In 2022 how easy is it to access data from CD’s or DVD’s? Computers don’t come with CD drives anymore. In fact, the new macs don’t even come with standard USB ports either – we are moving to USB-C. The media itself is not designed to last. Spinning hard drives have a life expectancy of 3-5 years and that’s if you don’t knock it or drop it while it’s running. HEIC files offer the same quality as JPEG’s but are reduced in size – now Android phones provide the option to capture photos in HEIC. Are jpegs soon to become obsolete? Another major issue we are dealing with is access to images stored in the cloud. Most people don’t reach the terms and conditions when we sign up to the big services like Apple or Google. Both of these companies make it extremely difficult to extract your photos from them. And it is literally only in the last year that both companies have provided a process to access data from someone’s account once they passed away. Before this time it was virtually impossible to gain access to a deceased family member’s photos stored in the iCloud or Google Photos. Thankfully Apple offers you the option to assign a Digital Legacy contact and Google now lets you choose what happens when your account is inactive – but you still have to go into your accounts and set these up.

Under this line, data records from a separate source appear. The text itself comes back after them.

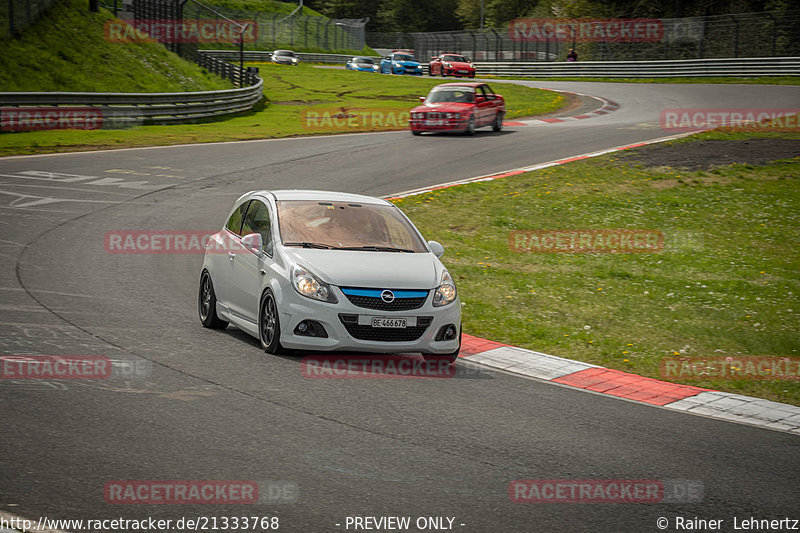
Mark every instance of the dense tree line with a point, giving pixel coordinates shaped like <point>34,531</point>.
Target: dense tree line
<point>442,15</point>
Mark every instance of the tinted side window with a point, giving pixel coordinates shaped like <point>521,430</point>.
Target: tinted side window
<point>257,221</point>
<point>234,224</point>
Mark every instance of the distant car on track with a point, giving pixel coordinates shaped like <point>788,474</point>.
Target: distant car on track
<point>362,64</point>
<point>451,64</point>
<point>285,57</point>
<point>458,107</point>
<point>401,63</point>
<point>316,270</point>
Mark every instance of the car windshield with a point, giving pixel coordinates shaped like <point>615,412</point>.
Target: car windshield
<point>346,225</point>
<point>464,95</point>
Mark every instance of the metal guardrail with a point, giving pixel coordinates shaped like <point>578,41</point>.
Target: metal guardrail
<point>743,67</point>
<point>265,56</point>
<point>126,109</point>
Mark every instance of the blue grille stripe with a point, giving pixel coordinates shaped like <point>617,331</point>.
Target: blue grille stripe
<point>376,293</point>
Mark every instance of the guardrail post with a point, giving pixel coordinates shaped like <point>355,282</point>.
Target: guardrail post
<point>735,36</point>
<point>11,29</point>
<point>497,43</point>
<point>774,31</point>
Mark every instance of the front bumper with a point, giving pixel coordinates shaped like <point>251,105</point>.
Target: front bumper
<point>337,319</point>
<point>444,124</point>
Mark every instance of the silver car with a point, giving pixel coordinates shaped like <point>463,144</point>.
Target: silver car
<point>316,270</point>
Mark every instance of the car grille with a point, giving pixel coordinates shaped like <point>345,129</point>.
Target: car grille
<point>371,299</point>
<point>368,333</point>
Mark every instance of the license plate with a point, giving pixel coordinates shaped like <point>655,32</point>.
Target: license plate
<point>388,322</point>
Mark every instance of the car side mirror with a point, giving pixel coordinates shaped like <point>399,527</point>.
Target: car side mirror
<point>436,248</point>
<point>254,243</point>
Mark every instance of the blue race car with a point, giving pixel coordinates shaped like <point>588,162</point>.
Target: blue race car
<point>401,63</point>
<point>363,64</point>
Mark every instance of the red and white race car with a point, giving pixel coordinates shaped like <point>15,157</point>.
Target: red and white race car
<point>451,64</point>
<point>458,107</point>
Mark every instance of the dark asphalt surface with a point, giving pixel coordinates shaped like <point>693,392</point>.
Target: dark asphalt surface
<point>210,405</point>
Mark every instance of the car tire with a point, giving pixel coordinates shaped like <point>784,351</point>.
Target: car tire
<point>497,125</point>
<point>207,304</point>
<point>269,325</point>
<point>470,125</point>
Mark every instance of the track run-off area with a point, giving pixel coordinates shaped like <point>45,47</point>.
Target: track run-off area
<point>197,404</point>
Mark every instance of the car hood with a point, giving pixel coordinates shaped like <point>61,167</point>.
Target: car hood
<point>458,64</point>
<point>444,107</point>
<point>387,270</point>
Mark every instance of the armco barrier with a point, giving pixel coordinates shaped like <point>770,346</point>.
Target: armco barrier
<point>123,109</point>
<point>747,67</point>
<point>260,55</point>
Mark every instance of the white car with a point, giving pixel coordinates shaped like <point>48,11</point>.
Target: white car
<point>316,270</point>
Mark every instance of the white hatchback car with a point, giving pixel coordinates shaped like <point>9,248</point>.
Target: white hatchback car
<point>316,270</point>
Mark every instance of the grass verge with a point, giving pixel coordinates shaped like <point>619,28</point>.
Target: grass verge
<point>292,91</point>
<point>66,50</point>
<point>725,284</point>
<point>763,80</point>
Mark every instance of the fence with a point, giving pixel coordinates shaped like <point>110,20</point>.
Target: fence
<point>767,34</point>
<point>261,55</point>
<point>750,67</point>
<point>294,30</point>
<point>16,15</point>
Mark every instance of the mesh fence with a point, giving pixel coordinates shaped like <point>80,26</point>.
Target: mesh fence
<point>16,15</point>
<point>767,34</point>
<point>278,30</point>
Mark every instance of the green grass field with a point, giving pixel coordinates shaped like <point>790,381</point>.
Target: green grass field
<point>725,284</point>
<point>292,91</point>
<point>66,50</point>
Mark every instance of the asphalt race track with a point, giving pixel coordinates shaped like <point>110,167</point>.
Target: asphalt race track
<point>209,405</point>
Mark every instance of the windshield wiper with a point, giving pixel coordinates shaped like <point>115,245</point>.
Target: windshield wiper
<point>309,245</point>
<point>377,249</point>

And the companies also change their policies all the time. Most people missed this policy update and it’s really important – In December 2020 Google changed their policy stating that from July 2023 free accounts that have been inactive for 2 years may have their data deleted permanently – this puts a few groups of people at immediate risk – people who’ve passed away, people in jail, people who have been institutionalised for example.
What do we need to do to ensure we don’t lose our photos and digital data and what is the urgency?
The way to ensure our photos are safe is to take control and be organised. Knowing what type of files you have, where your data is, how old your hard drives are, when was the last time you migrated the data from one hard drive to another – all give you power over your digital data. Photo managers recommend adopting the 3-2-1 backup method to manage your photos. This means having 3 copies of your photos, stored in two locations and one of those locations being off-site. The ideal solution is that this happens automatically all the time. The mac ecosystem offers the simplest execution: all your photos are saved locally on your computer’s hard drive (copy 1), it is backed up to the Time Machine (local copy 2) and the data from the computer is backed up to a dedicated cloud backup service such as BackBlaze (offsite copy 3). Google is going to start deleting data because 90% of the data stored on the cloud is junk and they can’t be the Digital Wasteland of the world any more. The cloud is not an ethereal space in the sky – it’s a huge server farm that needs to be temperature-controlled and maintained at a huge cost to Google and to our Earthly resources. Google’s policy change will likely be the beginning of their data purge.
That, coupled with the loss of data due to obsolescence, corruption and media failure is all going to the lead to us, the most photographed generation that ever existed, likely being forgotten, with very little evidence of our existence, due to the loss of our data in what has been termed the ‘Digital Dark Age’.
Is there anything you wish you’d done differently?
Not really. I feel blessed to have been given the opportunities that I have had which has put me in this position to become a photo manager and share publicly about the Digital Dark Age. Michaels enabled me to develop a unique set of skills managing a photo lab, allowed me to build my networks across the photo and camera industry world-wide and nurtured my love of public speaking and education.
I really want to make a difference and leave a legacy and when I share with people what I am doing with my new business, PhotoGenie, the response is always ‘I need that’! So it gives me confidence that I’m on the right path.